Editor:
This year has been hard for the education system and everyone in it. I’d love to tell you that there is great news ahead, but there isn’t. There is also an education tsunami out there on the horizon.
I can see it just starting to show itself, but it is still far enough away that it hasn’t caught the attention of too many parents. Some parents though are starting to notice it while standing on the beach.
For other reasons than budget and capital projects, I have been attending monthly board meetings since November 2019 and committee meetings since they started up during COVID. Without purposefully seeking to understand the education system more, I have been exposed to some educational realities that I would not have normally been exposed to, which has led me to see the oncoming tsunami.
I was doing some research months back and I came across an archive picture of a school board meeting in my district in the 1970s. It was incredible because it was standing room only. It was packed with people. I can tell you that when board meetings were in person pre-COVID, I could count on one hand how many parents showed up that were not part of a delegation, for the whole year.
The financial situation that the Burnaby school district is in concerns me. It concerns me a lot. Don’t let the most recent financial drop intended to be spread out provincially from the ministry for “pandemic-related” recovery fool you. It’s a temporary pacifier meant to soothe you.
The next few years are going to be very interesting. The kind of fascination of watching a building topple over when they take a wrecking ball to it, but with the added layer of fear.
I expect staffing qualified people is going to get much harder and based on the budget and capital realities, public education in every way shape and form is going to slowly deteriorate.
We are frogs in hot water with the dial creeping up.
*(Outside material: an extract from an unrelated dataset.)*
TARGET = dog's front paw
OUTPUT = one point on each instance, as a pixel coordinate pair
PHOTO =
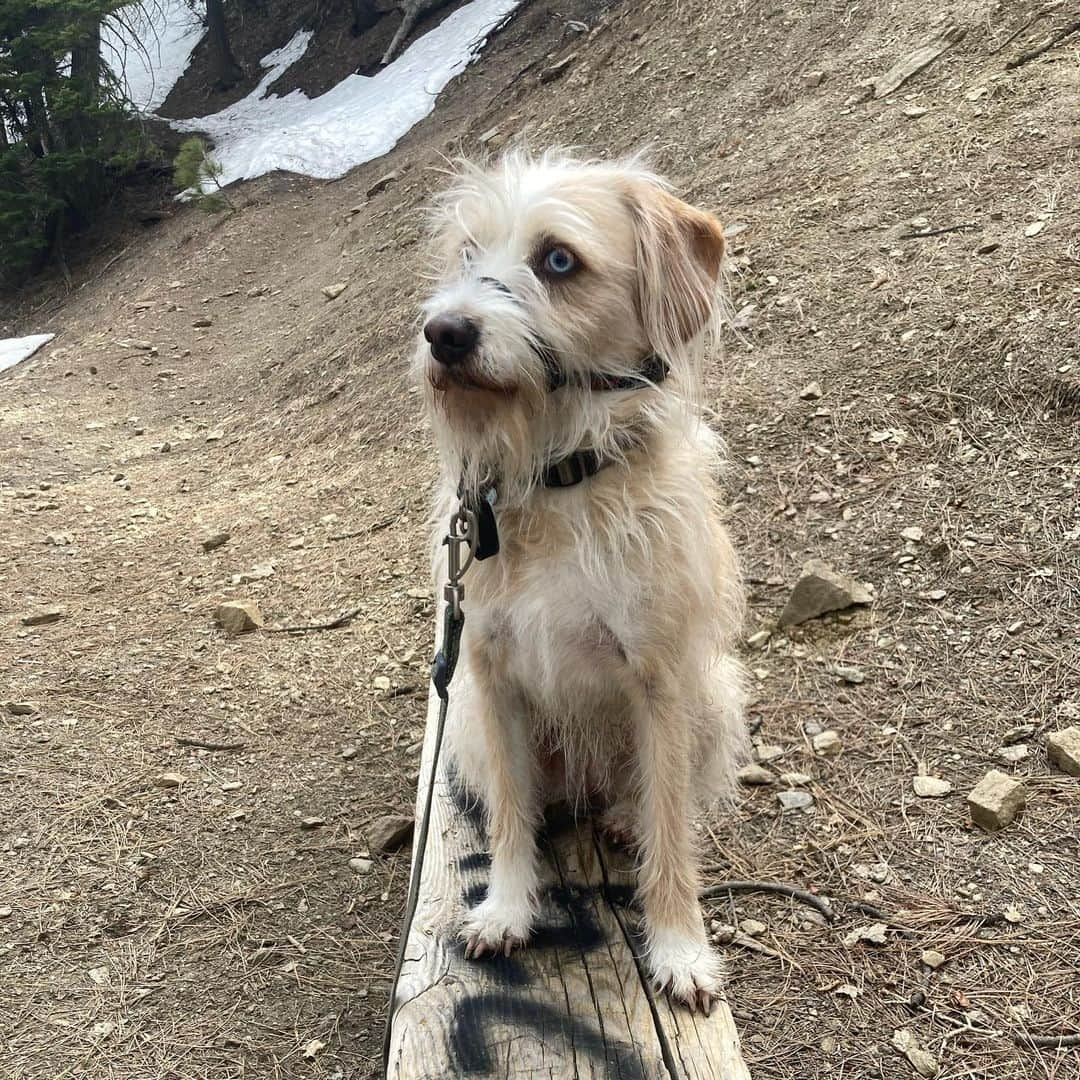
(684, 966)
(491, 928)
The correlating factors affecting education are all linked to the changes that have been occurring in our society, on top of a foundation of chronic under funding. Because the government has a financial reactive approach to education, they are always years behind, playing catch up.
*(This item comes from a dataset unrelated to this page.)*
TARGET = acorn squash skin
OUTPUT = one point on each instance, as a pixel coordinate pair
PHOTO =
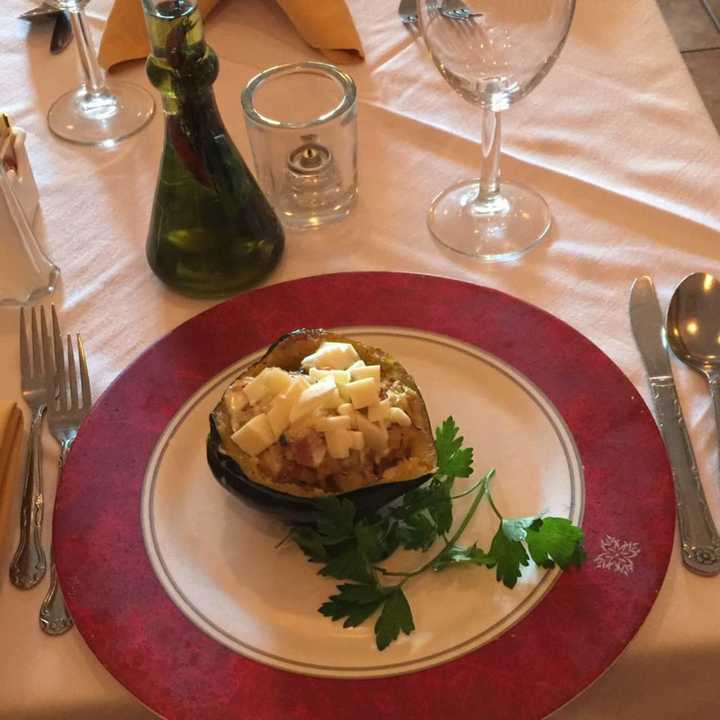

I’d like to throw out a consideration for people to think about. I am asking for people over the summer to consider either themselves to start attending their school districts board meetings, or get a group of parents together to take turns and take notes.
We need to have our eyes on the tsunami. School districts need to know that the public is following, and the message that the board has put out many times is that they want the public to be following.
Consider this your formal invitation. Most importantly, the Ministry of Education needs to know that the public is aware. When governments think people aren’t watching them, that’s when they start to turn up the dial. They’ll find their sweet spot of what they can get away with, and what will create public outcry. They are testing us. What are parents begrudgingly willing to accept?